Emans Tonja W, Janssen Ben J, Joles Jaap A, Krediet C T Paul
Department of Internal Medicine, Academic Medical Center at the University of AmsterdamAmsterdam, Netherlands.
Department of Nephrology and Hypertension, University Medical Center UtrechtUtrecht, Netherlands.
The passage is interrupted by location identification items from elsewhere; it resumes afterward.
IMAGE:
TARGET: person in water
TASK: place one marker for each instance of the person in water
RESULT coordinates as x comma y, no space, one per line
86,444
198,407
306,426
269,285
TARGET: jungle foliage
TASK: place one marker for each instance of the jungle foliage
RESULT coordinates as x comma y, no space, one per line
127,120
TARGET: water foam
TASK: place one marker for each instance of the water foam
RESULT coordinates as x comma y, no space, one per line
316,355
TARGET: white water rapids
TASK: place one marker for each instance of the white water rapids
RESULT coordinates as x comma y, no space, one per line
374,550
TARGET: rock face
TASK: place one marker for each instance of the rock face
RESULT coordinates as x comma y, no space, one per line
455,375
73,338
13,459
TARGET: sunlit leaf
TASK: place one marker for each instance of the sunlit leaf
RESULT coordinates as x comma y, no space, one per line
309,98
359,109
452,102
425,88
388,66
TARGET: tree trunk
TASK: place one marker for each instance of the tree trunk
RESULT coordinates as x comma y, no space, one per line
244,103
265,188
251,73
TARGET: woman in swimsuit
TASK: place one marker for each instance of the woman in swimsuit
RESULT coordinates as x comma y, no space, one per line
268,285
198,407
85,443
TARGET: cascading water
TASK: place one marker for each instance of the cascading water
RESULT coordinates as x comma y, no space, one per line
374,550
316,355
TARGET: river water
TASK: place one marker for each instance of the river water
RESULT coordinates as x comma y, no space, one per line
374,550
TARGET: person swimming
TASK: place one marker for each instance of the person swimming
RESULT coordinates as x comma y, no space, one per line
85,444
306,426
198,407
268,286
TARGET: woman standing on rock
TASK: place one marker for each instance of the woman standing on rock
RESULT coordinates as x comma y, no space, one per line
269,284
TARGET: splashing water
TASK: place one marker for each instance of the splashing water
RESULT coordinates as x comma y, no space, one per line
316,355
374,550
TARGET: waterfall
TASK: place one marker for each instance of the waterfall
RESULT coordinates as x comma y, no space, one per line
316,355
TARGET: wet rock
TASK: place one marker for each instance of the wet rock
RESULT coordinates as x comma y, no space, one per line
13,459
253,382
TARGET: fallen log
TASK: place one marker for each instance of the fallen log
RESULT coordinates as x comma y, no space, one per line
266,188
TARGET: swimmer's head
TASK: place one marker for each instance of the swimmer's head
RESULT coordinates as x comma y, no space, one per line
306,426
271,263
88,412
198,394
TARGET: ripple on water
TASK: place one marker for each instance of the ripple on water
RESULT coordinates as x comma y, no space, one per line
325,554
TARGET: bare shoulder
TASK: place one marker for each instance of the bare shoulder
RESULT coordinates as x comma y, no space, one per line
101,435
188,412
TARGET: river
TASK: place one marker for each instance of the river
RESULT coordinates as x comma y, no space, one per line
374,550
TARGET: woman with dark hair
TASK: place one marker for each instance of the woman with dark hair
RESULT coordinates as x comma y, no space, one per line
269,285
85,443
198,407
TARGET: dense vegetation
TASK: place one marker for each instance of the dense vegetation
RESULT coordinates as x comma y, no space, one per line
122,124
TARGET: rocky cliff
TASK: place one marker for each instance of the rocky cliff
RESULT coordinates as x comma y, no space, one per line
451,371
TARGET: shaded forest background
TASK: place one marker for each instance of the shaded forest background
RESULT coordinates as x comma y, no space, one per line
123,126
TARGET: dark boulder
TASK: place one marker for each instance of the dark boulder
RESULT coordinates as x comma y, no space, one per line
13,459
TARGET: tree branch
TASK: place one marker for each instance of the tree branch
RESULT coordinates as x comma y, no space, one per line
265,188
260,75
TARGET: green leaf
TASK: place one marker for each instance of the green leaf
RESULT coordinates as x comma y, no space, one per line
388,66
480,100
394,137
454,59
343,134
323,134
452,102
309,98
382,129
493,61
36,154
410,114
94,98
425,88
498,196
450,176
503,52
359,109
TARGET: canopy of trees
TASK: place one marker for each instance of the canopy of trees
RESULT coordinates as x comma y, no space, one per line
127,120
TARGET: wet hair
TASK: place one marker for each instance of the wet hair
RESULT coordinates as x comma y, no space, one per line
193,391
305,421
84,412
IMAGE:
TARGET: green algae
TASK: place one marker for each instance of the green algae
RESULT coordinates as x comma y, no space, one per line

Front Physiol. 2017 Apr 6;8:205. doi: 10.3389/fphys.2017.00205. eCollection 2017.
Blood pressure, renal hemodynamics, electrolyte, and water excretion all display diurnal oscillation. Disturbance of these patterns is associated with hypertension and chronic kidney disease. Kidney oxygenation is dependent on oxygen delivery and consumption that in turn are determined by renal hemodynamics and metabolism. We hypothesized that kidney oxygenation also demonstrates 24-h periodicity. Telemetric oxygen-sensitive carbon paste electrodes were implanted in Sprague-Dawley rats (250-300 g), either in renal medulla ( = 9) or cortex ( = 7). Arterial pressure (MAP) and heart rate (HR) were monitored by telemetry in a separate group ( = 8). Data from 5 consecutive days were analyzed for rhythmicity by cosinor analysis. Diurnal electrolyte excretion was assessed by metabolic cages. During lights-off, oxygen levels increased to 105.3 ± 2.1% in cortex and 105.2 ± 3.8% in medulla. MAP was 97.3 ± 1.5 mmHg and HR was 394.0 ± 7.9 bpm during lights-off phase and 93.5 ± 1.3 mmHg and 327.8 ± 8.9 bpm during lights-on. During lights-on, oxygen levels decreased to 94.6 ± 1.4% in cortex and 94.2 ± 8.5% in medulla. There was significant 24-h periodicity in cortex and medulla oxygenation. Potassium excretion (1,737 ± 779 vs. 895 ± 132 μmol/12 h, = 0.005) and the distal Na/K exchange (0.72 ± 0.02 vs. 0.59 ± 0.02 < 0.001) were highest in the lights-off phase, this phase difference was not found for sodium excretion ( = 0.4). It seems that oxygen levels in the kidneys follow the pattern of oxygen delivery, which is known to be determined by renal blood flow and peaks in the active phase (lights-off).
血压、肾血流动力学、电解质及水排泄均呈现昼夜波动。这些模式的紊乱与高血压和慢性肾病相关。肾脏氧合依赖于氧输送和氧消耗,而氧输送和氧消耗又由肾血流动力学和代谢所决定。我们假设肾脏氧合也呈现24小时周期性。将遥测氧敏碳糊电极植入体重250 - 300克的Sprague-Dawley大鼠体内,其中9只植入肾髓质,7只植入肾皮质。另一组8只大鼠通过遥测监测动脉压(MAP)和心率(HR)。通过余弦分析对连续5天的数据进行节律性分析。利用代谢笼评估昼夜电解质排泄情况。在熄灯期间,皮质氧水平升至105.3±2.1%,髓质升至105.2±3.8%。熄灯期MAP为97.3±1.5 mmHg,HR为394.0±7.9次/分钟;开灯期MAP为93.5±1.3 mmHg,HR为327.8±8.9次/分钟。在开灯期间,皮质氧水平降至94.6±1.4%,髓质降至94.2±8.5%。肾皮质和髓质氧合存在显著的24小时周期性。钾排泄(1737±779对895±132 μmol/12小时,P = 0.005)和远端钠/钾交换(0.72±0.02对0.59±0.02,P < 0.001)在熄灯期最高,钠排泄未发现此相位差异(P = 0.4)。似乎肾脏中的氧水平遵循氧输送模式,已知氧输送由肾血流量决定并在活跃期(熄灯)达到峰值。